SEZAİ TEMELLİ (Muş) - Bu siyasi dava, aslında yargı üzerinde siyasetin baskısını da göstermektedir. Yargı bağımsız bir karar verecek durumda değil. Zaten öyle bir acze düşmüş bir tabloyu seyrediyoruz ki bir yargılama sürecinden bahsetmek de mümkün değil. Bu demokratik hakkın dünyanın her yerinde aslında bırakın bir yargı mevzusu olmasını, aslında çok çok önemli bir başarının, çok çok önemli bir mücadelenin nişanesidir. Bunu böyle görmek yerine bugün âdeta bu kumpasla karşı karşıyayız. Evet, maalesef bu davada birçok arkadaşımızın tutukluluk hâli devam ediyor. Ali Ürküt arkadaşımız kanser olmuş durumda, dört yıldır bu tutukluluk sürecinde ciddi anlamda büyük bir hastalığa yakalandı, tedavisi maalesef bu tutukluluk koşullarında devam etmiyor.

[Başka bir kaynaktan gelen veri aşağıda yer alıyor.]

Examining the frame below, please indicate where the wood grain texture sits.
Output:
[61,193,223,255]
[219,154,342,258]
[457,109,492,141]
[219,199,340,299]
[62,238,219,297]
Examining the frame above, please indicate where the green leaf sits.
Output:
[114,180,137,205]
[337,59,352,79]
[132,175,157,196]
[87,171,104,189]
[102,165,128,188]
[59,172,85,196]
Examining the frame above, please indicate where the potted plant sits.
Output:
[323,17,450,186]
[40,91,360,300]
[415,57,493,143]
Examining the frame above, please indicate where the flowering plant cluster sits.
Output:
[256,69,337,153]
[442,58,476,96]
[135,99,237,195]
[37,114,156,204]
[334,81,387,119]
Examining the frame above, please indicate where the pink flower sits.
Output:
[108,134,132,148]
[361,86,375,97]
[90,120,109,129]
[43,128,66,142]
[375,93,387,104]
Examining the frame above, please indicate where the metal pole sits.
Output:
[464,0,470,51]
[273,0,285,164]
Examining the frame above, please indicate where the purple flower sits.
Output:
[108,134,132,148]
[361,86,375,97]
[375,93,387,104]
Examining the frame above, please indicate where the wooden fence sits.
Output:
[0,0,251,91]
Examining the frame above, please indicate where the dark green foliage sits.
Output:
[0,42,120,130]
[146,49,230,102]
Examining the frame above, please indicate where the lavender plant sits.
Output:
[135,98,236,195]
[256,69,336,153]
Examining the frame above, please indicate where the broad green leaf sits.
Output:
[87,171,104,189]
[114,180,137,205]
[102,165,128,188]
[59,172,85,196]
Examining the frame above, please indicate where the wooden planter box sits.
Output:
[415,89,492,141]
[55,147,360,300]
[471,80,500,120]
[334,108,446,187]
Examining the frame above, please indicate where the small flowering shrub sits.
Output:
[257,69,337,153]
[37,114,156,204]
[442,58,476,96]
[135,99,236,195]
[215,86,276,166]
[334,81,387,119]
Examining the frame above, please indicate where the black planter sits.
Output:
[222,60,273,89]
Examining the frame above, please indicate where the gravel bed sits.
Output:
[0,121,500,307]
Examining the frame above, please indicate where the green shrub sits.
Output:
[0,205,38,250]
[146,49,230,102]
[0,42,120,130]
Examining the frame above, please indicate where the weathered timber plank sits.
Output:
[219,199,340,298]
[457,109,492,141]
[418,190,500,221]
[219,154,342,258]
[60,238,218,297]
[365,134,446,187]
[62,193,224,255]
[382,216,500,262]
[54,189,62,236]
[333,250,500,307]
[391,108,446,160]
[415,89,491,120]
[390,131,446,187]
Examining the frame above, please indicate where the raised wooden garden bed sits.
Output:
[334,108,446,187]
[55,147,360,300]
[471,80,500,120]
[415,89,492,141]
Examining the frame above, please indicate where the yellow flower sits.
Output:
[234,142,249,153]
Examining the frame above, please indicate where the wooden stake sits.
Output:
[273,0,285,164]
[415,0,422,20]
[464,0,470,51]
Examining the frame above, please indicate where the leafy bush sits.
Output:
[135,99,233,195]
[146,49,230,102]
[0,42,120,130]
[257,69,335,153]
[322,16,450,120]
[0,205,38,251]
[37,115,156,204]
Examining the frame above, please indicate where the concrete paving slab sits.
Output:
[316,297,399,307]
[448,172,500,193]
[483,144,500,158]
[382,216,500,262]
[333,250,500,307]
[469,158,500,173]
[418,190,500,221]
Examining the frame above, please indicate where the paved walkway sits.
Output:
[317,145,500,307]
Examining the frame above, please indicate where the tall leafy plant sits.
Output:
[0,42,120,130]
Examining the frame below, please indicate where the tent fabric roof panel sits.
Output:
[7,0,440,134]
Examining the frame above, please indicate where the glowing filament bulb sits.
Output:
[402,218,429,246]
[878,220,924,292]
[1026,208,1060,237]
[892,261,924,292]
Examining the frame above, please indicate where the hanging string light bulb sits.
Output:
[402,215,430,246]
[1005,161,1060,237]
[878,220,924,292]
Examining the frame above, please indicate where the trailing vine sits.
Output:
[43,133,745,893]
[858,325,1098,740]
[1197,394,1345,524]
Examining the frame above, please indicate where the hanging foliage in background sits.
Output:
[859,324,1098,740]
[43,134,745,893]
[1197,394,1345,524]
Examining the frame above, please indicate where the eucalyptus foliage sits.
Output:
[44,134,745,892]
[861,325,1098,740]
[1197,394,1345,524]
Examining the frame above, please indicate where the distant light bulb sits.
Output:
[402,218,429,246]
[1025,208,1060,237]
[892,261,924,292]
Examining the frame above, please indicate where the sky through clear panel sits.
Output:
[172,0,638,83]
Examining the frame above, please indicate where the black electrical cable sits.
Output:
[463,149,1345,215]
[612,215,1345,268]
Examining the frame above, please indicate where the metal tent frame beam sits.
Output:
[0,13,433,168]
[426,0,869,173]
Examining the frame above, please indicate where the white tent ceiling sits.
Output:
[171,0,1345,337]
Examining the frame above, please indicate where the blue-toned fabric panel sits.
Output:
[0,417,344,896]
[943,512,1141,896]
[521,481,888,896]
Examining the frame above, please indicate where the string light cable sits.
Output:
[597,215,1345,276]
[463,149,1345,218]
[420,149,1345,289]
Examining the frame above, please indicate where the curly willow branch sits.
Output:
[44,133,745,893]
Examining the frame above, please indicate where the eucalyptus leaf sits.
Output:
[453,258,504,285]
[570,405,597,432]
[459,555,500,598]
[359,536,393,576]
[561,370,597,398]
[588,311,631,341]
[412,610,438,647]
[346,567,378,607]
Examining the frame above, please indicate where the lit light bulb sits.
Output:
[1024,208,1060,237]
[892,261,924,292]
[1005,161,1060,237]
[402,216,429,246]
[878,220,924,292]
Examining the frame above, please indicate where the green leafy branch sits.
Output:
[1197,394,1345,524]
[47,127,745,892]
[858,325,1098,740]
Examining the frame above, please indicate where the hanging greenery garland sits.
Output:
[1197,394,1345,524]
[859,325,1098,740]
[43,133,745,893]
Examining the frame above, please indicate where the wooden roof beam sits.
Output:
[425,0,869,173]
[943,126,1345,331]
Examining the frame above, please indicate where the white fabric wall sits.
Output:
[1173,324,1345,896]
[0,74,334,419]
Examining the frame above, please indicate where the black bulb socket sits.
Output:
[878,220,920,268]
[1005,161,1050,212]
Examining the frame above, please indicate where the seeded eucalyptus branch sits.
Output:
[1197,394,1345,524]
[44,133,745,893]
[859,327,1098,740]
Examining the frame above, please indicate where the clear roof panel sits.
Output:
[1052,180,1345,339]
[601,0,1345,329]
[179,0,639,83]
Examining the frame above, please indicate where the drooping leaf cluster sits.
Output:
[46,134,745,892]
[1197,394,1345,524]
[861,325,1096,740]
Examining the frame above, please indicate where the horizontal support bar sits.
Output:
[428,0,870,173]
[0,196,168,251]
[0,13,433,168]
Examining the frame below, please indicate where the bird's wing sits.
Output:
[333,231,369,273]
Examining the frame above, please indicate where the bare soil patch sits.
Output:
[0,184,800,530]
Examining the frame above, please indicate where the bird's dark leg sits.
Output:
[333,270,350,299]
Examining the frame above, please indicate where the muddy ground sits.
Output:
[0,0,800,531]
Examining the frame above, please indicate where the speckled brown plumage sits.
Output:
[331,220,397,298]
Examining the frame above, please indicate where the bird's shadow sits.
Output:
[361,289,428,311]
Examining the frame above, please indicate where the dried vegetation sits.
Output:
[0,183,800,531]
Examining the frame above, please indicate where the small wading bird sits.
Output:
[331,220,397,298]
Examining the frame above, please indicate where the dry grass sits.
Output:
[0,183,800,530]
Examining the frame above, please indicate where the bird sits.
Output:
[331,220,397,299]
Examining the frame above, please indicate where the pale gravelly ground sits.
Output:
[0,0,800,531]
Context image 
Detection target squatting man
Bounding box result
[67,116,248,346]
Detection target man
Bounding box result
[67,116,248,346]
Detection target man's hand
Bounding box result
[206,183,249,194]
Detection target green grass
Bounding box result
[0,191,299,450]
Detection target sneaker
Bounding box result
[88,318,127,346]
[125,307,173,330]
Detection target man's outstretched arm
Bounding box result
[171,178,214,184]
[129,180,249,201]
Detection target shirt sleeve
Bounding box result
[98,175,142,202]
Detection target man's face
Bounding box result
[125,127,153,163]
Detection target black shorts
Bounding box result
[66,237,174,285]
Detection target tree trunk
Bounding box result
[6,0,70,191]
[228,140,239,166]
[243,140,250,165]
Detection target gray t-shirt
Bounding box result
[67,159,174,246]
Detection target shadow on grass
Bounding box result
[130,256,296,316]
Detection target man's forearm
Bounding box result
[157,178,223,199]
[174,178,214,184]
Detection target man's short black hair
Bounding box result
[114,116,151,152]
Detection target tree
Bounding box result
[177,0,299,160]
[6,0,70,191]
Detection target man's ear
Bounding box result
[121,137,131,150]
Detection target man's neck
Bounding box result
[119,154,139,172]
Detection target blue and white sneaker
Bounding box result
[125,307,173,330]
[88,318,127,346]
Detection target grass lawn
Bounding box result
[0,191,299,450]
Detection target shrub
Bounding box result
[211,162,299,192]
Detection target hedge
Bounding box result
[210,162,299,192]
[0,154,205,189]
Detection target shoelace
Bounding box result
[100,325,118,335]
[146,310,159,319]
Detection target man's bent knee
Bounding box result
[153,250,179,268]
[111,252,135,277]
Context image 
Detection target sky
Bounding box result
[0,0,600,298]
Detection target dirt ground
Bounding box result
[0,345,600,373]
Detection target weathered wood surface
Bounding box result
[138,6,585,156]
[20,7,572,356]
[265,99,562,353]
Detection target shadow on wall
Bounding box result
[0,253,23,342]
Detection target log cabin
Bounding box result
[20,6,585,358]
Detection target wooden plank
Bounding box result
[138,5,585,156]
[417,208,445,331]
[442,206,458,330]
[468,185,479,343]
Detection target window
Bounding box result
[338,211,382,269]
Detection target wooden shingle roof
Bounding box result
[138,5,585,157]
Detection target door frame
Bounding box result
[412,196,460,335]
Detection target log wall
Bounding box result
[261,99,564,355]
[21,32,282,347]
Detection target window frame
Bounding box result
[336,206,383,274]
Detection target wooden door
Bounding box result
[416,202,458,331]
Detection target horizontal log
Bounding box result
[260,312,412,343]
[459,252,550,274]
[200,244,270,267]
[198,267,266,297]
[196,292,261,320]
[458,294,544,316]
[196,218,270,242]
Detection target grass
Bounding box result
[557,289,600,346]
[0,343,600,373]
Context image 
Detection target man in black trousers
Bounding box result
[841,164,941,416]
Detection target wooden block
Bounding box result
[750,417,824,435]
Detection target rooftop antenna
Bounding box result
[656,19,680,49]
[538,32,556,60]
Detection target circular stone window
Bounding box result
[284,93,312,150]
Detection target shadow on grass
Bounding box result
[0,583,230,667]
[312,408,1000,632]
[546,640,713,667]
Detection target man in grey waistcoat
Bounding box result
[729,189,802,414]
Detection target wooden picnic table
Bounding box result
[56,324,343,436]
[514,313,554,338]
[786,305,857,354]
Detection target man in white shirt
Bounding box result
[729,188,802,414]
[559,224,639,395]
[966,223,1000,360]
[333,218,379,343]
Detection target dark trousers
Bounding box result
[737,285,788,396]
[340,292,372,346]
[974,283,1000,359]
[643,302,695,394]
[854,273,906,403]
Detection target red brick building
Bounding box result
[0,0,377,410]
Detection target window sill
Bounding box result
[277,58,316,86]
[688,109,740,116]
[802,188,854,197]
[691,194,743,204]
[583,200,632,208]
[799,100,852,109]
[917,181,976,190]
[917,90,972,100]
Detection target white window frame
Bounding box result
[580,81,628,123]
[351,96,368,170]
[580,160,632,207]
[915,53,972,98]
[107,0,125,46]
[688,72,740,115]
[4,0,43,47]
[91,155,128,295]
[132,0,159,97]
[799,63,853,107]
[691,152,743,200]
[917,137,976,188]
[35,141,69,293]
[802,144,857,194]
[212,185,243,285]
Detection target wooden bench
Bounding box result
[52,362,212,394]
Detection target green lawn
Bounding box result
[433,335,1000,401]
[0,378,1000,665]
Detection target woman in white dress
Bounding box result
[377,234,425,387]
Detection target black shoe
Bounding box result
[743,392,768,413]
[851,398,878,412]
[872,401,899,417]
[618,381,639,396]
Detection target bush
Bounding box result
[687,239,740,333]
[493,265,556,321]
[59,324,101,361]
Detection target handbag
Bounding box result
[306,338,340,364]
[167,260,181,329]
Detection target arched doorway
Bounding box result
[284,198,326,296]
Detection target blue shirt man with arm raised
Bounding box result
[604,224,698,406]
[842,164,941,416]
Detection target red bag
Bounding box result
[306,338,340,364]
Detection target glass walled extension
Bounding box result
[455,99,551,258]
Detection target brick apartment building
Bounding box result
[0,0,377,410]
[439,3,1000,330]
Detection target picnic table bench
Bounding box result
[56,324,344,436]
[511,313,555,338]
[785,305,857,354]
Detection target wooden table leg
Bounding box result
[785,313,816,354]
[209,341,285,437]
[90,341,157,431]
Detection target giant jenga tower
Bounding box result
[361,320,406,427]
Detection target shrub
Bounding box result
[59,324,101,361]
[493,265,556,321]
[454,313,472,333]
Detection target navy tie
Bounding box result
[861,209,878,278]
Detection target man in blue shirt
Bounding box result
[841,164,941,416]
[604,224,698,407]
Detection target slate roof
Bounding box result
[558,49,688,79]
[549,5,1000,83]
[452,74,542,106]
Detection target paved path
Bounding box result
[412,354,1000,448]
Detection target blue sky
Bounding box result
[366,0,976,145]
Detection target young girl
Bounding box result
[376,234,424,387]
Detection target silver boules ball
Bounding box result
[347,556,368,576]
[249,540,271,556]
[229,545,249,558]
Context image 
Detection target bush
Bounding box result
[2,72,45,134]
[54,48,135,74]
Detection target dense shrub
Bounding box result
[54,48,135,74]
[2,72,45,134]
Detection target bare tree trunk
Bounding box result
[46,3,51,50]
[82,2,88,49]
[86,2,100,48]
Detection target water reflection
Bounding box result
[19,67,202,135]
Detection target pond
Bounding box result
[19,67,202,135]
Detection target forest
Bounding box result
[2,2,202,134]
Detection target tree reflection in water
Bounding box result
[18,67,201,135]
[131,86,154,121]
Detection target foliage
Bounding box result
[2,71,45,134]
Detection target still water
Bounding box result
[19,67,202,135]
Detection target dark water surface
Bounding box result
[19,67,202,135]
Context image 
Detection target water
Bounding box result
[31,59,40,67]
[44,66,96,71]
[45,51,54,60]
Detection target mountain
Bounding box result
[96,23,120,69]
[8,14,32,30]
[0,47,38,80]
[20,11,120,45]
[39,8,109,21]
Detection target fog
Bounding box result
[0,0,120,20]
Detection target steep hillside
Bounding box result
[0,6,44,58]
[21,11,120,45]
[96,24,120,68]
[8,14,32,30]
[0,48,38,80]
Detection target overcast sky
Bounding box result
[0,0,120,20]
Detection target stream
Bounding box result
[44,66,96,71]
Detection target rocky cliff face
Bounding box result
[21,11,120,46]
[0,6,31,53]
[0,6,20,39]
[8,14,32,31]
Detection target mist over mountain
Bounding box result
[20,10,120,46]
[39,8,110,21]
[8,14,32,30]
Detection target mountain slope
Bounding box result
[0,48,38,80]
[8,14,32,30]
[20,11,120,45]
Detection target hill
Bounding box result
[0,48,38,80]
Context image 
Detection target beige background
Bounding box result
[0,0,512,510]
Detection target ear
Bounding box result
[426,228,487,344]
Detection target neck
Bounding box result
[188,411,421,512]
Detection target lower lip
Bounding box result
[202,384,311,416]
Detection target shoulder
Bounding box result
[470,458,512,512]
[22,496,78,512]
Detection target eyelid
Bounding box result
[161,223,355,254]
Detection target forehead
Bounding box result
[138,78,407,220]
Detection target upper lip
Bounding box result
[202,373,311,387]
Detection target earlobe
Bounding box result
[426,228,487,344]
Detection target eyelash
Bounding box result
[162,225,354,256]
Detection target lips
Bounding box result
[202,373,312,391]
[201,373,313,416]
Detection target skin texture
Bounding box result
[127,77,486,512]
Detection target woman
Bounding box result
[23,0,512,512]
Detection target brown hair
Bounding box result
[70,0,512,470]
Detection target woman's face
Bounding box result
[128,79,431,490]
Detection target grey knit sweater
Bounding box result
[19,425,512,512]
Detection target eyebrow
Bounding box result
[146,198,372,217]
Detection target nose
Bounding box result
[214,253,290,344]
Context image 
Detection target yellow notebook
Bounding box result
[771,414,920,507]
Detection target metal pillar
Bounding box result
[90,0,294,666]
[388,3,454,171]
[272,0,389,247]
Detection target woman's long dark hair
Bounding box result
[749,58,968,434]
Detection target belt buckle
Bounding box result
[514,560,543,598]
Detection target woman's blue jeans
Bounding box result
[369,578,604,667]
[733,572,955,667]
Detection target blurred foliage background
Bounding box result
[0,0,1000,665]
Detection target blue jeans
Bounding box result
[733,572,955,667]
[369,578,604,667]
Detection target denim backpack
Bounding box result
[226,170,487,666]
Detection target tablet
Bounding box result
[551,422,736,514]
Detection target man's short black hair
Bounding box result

(Mikrofon otomatik cihaz tarafından kapatıldı)
BAŞKAN - Sayın Temelli, son kez uzatıyorum.
Buyurun.
SEZAİ TEMELLİ (Muş) - Son kez olmasın çünkü herkese ne kadar tanınıyorsa süre biz de o kadar istiyoruz. Söyleyeceğimiz sözleri buradan özellikle ifade etmek istiyoruz.
Bu dava gerçekten bütün Türkiye'nin bir an önce gündemine düşmek zorundadır, bütün siyaset bunu gündemine almak zorundadır. Bakın, dört yıldır masum olan arkadaşlarımız bütün haklarından mahrum edilmiştir; özgürlük hakkından mahrum edilmiştir, siyaset hakkından mahrum edilmiştir. Dört yıldan daha uzun süredir tutuklu olan arkadaşlarımız vardır: Selahattin Başkan, Gültan Başkan, Sebahat Başkan. Tutukluluk süresinin azami süresi yedi yıl olmasına rağmen bunun üzerinde tutukluluk devam etmektedir. Bu nerede yazar, hangi maddede yazar? Beş yıldı OHAL döneminde, bunu kalktınız, yedi yıla çıkardınız, yedi yıl da doldu; arkadaşlarımızı hâlâ tutsak etmeye, esir etmeye devam ediyorsunuz. Bu siyasettir; bunun yargıyla, hukukla bir alakası...
(Mikrofon otomatik cihaz tarafından kapatıldı)
BAŞKAN - Sayın Temelli, teşekkür için açıyorum.
Buyurun.
SEZAİ TEMELLİ (Muş) - Neye teşekkür edeyim, bu hâle mi?
ALİ MAHİR BAŞARIR (Mersin) - Toparlamak için verin Başkanım.
SEZAİ TEMELLİ (Muş) - Siyasetin yargı üzerindeki bu yaptırımlarına son vermek de yine bu Meclisin görevidir. Bu Meclis bunu yok sayamaz, bunu yok sayarak siyaset yapamaz. Bu kumpas, aslında siyaseti dizayn etme anlamında üretilmiş bir kumpastır. Bunun gereğini yapmakla da bütün siyaset aslında sorumludur.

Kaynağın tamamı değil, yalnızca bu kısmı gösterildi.